​Image credit: foodspring Magazine

It is common knowledge that getting sufficient good-quality sleep every night is an important factor in keeping healthy.

In a recent study, researchers from the SingHealth Duke-NUS Institute of Precision Medicine (PRISM) and the National Heart Centre Singapore (NHCS) showed that chronic sleep deprivation is linked to an increase in a marker of biological ageing – shown through shortened telomeres, distinctive structures found at the end of chromosomes that shorten with age, cellular stress and environmental stress, and increased cardiovascular risk factors such as higher body mass index (BMI).

Beyond adding to the body of knowledge associating sleep and physical health, the PRISM-NHCS team demonstrated that sleep tracking from consumer-grade wearables has the potential to enhance biomedical research.

Better accuracy

For this study, some 480 healthy volunteers wore the ubiquitous Fitbit activity tracker for a week to capture their sleep data for analysis. The team also collected other lifestyle information and data including blood pressure, cholesterol and blood glucose to support their study and understanding of other causal factors of telomere shortening. Whole-genome sequencing was used to estimate telomere length.

“Often, studies about sleep depend on questionnaires. The more accurate submissions come from those who either sleep very little or those who sleep a lot, but it gets nebulous in the middle as people are not as precise in their answers. Using a tracker however, we can reduce biases and uncertainties,” said the study’s co-lead Assistant Professor Lim Weng Khong, Chief Information Officer at SingHealth Duke-NUS PRISM and Assistant Professor for the Duke-NUS Cancer and Stem Cell Biology programme.

This was not Asst. Prof Lim’s first run with consumer-grade trackers. In a separate study published in 2018, Asst. Prof Lim and his team showed that physical activity data collected with consumer-grade wearables may help identify active people who are likelier to have enlarged hearts, and thus at risk to be misdiagnosed with heart disease.

“Because of our experience from the first study, we took much less time to organise the raw data from the second study and take it to the analysis stage,” said Asst. Prof Lim.

Although consumer trackers have been in the market for many years, the makers have been careful not to enter into the tightly regulated medical space where claims need to be validated, observed Asst. Prof Lim. However, it appears that brands are now increasingly confident in the accuracy of their data.

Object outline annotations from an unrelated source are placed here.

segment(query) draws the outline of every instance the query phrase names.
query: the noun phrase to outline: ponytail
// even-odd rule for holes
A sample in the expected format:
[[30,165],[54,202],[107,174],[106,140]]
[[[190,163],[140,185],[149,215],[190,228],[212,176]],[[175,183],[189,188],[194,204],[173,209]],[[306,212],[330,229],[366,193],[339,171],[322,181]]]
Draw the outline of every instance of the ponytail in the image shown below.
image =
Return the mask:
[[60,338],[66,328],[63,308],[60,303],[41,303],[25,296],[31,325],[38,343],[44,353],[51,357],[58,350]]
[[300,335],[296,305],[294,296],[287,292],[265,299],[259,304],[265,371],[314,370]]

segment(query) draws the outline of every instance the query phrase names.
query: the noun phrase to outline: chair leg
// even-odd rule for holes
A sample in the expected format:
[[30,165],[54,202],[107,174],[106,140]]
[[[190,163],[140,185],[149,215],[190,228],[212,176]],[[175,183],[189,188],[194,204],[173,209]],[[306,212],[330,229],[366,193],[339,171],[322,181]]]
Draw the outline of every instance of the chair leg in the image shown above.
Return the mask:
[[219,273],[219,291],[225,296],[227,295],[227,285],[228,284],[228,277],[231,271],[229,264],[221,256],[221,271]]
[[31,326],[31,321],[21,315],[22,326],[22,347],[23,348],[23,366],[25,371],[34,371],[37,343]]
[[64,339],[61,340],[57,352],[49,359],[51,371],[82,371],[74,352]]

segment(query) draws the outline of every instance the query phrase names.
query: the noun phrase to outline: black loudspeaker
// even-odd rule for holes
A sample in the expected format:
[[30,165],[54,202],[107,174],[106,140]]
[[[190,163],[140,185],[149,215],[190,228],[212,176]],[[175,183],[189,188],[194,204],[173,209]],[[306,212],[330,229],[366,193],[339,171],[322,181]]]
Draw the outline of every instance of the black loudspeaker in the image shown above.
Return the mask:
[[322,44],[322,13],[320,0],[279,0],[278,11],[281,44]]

The confidence has clearly trickled down to doctors and scientists worldwide. In 2016 alone, there were over 20 known clinical trials involving the use of activity trackers, a non-intrusive way of obtaining accurate patient data, and the field looks set to expand.

“The hope is that we can rely on data generated from wearables that people might already own, such as Apple Watches and Fitbits. This data is now sufficiently accurate for research and is biologically meaningful,” Asst. Prof Lim said.

Unlimited potential

Wearables are starting to receive regulatory approval for use in detecting abnormal heart rhythms, but this may only be the tip of the iceberg.

New versions of trackers are now able to monitor blood oxygen levels and even take an electrocardiogram (ECG). In future, it is probable that we’ll have non-invasive sensors that can measure glucose levels to check for diabetes, said Asst. Prof Lim.

There is much potential in the use of such data to continually monitor patients’ activities and health status beyond hospital walls. “More and more Singaporeans are using them, and most people are open to sharing their data for research. In fact, users can opt to share their information with authorized third-parties such as researchers,” said Asst. Prof Lim, who hopes to one day crowd-source wearable data from Singaporeans to study their health.

“Ten thousand volunteers will be an ideal starting place,” he mused. 

Next steps

Asst. Prof Lim and his team are already working with the Institute for Infocomm Research (I2R) to put their recently collected data through deep machine learning models to suss out possibilities of finding new patterns and associations.

“We are down to per-second data, which means there are millions of data points to learn from,” he said.

Asst. Prof Lim further noted that continued participant engagement is essential, for example, through periodic follow-up calls to check on changes to their health status.

He added, “Biomedical research is about long-term outcomes. You don’t want to fade away from volunteers’ memories. The better you keep them engaged, the higher your follow-up rate!”